The only purely textual portion of the Book of Fortresses is Duarte de armas’ short itinerary outlining the sequence of sites he visited, the distance between them, and the quality of the roads at each stage. This image shows how closely a modern wayfinding algorithm, (which is set to avoid modern highways) matches the distances that Duarte de Armas claimed between each site. In most cases, the paths closely match with de Armas’ estimates, and it appears that he also took more direct paths by mule than some of the switchback roads that are designed for modern cars.

Brief conclusions and patterns in the Book of Fortresses.

The Book of Fortresses project is a “deep dive” into a single source. Consequently, one of the defining principles of the project was to extract as much information from the source directly.
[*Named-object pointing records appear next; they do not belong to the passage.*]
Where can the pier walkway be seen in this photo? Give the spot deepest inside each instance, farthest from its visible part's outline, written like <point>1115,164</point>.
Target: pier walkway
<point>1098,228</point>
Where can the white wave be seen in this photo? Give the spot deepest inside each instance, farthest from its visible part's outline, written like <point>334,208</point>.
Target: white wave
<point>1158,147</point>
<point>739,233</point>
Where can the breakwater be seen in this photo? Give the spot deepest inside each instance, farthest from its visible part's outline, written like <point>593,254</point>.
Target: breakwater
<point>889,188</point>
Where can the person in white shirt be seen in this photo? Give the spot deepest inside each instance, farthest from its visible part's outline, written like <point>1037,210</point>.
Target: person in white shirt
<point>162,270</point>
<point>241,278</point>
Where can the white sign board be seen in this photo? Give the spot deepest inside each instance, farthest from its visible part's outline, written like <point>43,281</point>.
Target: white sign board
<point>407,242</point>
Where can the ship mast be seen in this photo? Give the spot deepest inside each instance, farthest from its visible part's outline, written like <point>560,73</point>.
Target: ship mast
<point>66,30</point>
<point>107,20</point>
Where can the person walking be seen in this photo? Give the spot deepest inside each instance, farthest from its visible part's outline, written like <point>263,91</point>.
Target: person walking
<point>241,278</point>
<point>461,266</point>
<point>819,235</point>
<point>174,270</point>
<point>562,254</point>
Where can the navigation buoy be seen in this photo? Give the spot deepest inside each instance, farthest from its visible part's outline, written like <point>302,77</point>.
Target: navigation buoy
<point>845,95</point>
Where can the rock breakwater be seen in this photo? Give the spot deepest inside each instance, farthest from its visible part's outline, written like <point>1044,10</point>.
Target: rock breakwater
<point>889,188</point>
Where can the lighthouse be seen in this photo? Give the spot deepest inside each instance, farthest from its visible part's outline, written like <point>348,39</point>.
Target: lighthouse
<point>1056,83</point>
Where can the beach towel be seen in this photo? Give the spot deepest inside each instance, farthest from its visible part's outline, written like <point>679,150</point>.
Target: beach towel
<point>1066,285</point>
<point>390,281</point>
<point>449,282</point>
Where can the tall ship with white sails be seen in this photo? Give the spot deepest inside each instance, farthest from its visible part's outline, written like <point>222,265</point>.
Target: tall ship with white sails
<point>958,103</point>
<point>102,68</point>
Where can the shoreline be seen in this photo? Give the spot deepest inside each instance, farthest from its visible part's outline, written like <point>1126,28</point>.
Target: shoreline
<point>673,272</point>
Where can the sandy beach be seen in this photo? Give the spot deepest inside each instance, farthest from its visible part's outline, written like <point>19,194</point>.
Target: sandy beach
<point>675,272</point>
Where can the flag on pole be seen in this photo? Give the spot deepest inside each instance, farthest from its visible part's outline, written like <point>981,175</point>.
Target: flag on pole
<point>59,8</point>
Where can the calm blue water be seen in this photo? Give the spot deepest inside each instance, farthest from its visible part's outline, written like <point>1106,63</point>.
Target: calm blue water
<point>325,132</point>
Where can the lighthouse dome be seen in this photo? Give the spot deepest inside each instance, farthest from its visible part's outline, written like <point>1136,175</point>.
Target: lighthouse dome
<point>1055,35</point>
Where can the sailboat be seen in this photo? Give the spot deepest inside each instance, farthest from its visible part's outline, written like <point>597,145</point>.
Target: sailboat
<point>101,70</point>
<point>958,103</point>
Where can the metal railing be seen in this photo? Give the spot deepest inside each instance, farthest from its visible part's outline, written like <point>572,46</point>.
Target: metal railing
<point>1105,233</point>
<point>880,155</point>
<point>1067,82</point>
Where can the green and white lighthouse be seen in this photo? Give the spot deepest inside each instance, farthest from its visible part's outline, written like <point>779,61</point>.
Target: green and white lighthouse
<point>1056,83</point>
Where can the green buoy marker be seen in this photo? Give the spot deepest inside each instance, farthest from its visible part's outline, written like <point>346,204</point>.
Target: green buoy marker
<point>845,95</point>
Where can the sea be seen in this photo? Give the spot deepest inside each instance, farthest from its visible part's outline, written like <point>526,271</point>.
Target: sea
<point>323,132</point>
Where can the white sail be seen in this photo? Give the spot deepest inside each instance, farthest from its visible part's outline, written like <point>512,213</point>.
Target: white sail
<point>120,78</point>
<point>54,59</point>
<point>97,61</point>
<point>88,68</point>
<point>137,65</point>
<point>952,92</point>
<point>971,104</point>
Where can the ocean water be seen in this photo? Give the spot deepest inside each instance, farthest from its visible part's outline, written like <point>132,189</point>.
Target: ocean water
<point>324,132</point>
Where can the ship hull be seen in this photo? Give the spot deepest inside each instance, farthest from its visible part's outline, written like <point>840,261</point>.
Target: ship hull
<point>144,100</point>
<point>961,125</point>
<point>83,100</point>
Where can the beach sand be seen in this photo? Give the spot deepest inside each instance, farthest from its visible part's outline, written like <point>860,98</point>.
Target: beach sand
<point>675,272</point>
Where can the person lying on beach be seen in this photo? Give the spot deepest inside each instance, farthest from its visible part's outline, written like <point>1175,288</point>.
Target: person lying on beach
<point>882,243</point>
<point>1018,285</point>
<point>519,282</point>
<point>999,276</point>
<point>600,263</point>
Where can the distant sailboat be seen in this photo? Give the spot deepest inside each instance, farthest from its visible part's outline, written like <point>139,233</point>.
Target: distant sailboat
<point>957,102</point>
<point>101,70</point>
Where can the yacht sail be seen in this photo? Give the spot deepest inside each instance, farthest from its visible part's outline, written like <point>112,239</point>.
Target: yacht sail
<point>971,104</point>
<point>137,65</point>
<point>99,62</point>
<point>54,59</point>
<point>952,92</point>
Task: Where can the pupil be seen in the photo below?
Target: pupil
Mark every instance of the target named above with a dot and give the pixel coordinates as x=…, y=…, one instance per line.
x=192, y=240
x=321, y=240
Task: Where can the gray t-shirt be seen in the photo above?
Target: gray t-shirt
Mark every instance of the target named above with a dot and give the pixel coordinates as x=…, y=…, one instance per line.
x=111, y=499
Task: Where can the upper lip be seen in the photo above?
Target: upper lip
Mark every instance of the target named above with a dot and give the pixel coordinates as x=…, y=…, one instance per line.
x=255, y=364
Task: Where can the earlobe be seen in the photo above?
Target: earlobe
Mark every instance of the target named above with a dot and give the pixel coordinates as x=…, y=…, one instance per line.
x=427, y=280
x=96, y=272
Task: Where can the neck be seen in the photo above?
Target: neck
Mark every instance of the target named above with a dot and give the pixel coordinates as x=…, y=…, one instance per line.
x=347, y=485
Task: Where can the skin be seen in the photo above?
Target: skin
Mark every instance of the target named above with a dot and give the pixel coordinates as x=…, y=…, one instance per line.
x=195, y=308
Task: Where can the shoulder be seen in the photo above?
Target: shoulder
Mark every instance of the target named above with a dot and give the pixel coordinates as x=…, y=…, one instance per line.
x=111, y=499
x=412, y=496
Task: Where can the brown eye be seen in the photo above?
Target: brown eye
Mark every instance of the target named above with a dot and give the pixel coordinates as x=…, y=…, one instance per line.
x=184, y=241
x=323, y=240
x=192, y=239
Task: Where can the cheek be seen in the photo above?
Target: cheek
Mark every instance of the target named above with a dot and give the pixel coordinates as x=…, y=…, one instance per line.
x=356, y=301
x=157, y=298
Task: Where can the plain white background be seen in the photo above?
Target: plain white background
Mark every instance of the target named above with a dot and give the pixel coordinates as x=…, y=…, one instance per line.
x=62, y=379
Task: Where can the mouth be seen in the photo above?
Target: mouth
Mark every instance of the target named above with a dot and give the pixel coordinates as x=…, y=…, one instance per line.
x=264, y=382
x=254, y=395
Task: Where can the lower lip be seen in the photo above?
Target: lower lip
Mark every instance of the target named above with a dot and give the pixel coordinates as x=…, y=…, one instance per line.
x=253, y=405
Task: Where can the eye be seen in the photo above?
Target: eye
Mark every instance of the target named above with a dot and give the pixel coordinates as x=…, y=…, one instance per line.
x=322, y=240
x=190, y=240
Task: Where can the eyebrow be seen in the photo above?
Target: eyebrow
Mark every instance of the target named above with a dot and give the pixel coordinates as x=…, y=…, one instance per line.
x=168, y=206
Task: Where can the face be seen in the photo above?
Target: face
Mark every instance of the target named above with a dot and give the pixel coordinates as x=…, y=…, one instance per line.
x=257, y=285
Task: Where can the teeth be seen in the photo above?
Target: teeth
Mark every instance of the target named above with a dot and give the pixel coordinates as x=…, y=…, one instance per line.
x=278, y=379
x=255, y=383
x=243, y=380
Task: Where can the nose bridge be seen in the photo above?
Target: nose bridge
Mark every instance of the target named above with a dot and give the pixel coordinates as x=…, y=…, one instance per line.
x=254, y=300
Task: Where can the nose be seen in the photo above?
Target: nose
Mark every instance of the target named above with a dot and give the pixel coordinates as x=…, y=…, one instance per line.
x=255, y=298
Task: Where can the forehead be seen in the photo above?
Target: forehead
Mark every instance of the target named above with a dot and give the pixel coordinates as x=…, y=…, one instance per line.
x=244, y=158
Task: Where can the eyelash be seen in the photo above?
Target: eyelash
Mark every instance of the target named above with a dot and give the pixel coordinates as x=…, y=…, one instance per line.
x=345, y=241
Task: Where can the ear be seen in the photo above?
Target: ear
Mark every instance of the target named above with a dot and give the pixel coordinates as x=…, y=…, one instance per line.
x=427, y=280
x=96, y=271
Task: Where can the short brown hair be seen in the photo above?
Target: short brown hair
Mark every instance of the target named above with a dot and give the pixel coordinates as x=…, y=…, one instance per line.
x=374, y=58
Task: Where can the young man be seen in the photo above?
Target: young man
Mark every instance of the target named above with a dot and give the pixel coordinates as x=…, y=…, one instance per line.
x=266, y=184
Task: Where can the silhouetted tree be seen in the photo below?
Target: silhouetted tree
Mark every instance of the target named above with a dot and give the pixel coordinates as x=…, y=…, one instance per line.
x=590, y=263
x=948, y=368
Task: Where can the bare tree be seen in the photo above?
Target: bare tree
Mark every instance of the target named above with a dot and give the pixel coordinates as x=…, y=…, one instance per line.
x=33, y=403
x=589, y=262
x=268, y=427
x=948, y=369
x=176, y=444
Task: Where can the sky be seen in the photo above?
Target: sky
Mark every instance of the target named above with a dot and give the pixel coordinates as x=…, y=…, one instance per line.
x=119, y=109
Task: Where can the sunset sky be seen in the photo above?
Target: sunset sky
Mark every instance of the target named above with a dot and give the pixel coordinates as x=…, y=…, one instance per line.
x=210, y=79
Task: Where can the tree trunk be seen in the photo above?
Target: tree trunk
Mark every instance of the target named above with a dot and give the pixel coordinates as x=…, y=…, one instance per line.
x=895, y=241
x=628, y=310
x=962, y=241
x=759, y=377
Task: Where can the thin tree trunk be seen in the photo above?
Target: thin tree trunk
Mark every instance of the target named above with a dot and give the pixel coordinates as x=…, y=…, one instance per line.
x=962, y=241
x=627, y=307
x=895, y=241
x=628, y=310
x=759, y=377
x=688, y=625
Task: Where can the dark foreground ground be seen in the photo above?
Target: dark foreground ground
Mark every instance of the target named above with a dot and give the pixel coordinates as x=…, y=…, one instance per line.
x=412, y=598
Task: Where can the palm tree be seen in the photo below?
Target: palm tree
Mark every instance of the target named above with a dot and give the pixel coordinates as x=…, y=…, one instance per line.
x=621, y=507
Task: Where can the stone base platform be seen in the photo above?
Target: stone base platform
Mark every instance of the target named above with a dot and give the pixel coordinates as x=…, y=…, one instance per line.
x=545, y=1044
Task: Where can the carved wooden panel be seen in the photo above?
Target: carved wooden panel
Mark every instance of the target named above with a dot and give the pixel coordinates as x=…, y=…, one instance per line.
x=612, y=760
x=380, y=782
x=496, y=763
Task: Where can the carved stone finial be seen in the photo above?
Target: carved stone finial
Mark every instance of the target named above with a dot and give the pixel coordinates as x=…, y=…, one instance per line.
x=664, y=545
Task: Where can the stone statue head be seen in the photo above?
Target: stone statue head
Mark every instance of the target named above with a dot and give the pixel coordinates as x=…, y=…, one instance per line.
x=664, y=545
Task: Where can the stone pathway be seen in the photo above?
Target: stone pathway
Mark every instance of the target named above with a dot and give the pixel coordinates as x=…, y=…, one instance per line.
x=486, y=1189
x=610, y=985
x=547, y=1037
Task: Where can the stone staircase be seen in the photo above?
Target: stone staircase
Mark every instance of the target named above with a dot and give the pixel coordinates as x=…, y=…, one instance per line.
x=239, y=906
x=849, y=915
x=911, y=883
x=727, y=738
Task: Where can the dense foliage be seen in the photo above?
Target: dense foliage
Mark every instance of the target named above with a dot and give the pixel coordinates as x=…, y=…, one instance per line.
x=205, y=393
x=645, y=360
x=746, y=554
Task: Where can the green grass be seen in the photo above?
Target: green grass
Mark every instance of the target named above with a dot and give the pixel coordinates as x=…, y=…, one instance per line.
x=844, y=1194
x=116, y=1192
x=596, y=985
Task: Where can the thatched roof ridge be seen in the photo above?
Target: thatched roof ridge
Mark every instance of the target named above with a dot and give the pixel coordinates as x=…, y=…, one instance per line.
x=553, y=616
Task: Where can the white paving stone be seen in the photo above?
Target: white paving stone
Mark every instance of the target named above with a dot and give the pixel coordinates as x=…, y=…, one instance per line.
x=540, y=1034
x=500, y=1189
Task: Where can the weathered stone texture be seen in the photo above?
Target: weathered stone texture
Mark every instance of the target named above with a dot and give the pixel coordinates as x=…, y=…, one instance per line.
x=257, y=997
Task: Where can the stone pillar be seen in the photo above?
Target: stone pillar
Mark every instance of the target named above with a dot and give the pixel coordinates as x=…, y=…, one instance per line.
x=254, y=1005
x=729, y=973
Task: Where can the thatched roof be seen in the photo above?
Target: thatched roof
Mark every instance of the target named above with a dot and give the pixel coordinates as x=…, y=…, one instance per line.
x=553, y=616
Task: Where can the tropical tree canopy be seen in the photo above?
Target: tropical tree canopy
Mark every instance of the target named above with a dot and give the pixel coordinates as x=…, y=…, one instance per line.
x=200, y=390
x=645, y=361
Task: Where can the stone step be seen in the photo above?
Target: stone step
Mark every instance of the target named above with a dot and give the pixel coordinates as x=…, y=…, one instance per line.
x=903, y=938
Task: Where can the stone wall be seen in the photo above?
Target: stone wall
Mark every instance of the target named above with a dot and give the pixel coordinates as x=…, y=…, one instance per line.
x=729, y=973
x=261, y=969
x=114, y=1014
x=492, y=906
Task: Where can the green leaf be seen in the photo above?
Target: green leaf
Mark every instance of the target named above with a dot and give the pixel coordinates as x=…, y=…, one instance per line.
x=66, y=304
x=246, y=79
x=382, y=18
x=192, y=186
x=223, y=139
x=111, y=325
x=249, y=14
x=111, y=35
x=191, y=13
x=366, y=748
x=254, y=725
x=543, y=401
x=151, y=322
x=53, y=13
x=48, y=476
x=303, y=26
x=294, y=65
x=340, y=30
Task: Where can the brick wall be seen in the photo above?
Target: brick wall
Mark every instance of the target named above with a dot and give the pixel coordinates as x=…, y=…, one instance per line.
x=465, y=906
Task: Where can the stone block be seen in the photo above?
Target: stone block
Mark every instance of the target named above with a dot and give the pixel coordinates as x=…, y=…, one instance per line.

Structuring the information from the source (spatially, categorically, and visually) has allowed us to build a recombined view of the book from many different vantage points. This image outlines only a few of the discoveries made through our digital methods.

Student Credits.

In 2020, The Book of Fortresses Project branched out to develop a workflow that could be applied toward other examples of pre-modern “city views” that are often referred to as “chorography.” This branch of the project, called “The Sandcastle Workflow” was funded by the National Endowment for the Humanities’ Office of Digital Humanities and has developed methods for translating similar perspectival views into navigable 3D environments through a process called “procedural modeling.” Both of these projects have had many students involved in the content creation, annotation and analysis stages, and we are very grateful for their contributions.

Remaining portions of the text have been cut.